Apr
2011
Hello Spring! Bulgur and Chickpea Salad
Celebrate spring with this easy weeknight salad, perfect as a light dinner or side dish. I received this lettuce and spinach in our CSA this week and wanted to use them in a hearty salad. Light, lemony and colorful and easy to throw together. Make more than you will need- the leftovers were perfect the next day for lunch.

Ingredients:
1 cup uncooked Bulgur
1 can chickpeas, drained and rinsed
1/2 english cucumber, chopped
1/2 cup roasted red peppers, chopped
1 tsp. cumin
1 tsp. dill
2 tbsp. chopped fresh mint
1/2 cup parsley, finely chopped
1 lemon, juiced and zested
1/4 cup olive oil
lettuce leaves
spinach leaves
Place the bulgur into a large bowl and add 2 cups hot water. Let sit for 30 minutes until the bulgur is tender. In a seperate bowl, combine the beans, cucumber & red pepper. Add the cooked and cooled bulgur to the vegetable mixture and combine.

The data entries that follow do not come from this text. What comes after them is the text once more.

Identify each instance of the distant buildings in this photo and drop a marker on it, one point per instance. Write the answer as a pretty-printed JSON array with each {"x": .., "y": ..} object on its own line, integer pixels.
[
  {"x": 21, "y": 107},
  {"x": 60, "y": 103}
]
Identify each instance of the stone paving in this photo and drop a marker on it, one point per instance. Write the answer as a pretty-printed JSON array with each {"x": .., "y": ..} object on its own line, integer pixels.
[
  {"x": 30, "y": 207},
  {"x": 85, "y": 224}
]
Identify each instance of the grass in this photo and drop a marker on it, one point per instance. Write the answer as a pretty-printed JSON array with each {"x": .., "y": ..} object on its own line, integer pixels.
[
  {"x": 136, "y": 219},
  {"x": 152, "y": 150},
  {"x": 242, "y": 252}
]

Make the dressing: combine the lemon juice, zest, cumin, dill together and slowly drizzle in olive oil. Whisk together until a vinegerrette forms. Pour over the salad, add the chopped parsley and stir to combine. Let sit for 15 minutes before serving.
Place lettuce and/or spinach leaves on a plate or plater and top with 1 cup of salad.
Enjoy! What are your favorite weeknight meals?


Kristy
April 5, 2011 at 6:24 pm (806 days ago)This sounds so good and healthy! I will definitely be making this soon! Thank you so much foe sharing!
Morgan
April 6, 2011 at 11:39 am (805 days ago)This looks totally delicious and very healthy! My kind of food for sure! People often dont realize how these types of meals not only taste great, but are super healhty and cheap. Love it!
Alysa (InspiredRD)
April 6, 2011 at 12:46 pm (805 days ago)How delicious, colorful and easy! I love salads like this. Thanks for the recipe!
Dayna
April 15, 2011 at 10:16 am (796 days ago)I made this last night. It’s so good! I didn’t have mint or parsley, but I think the lemony flavor really makes this salad. And it is even better the next day!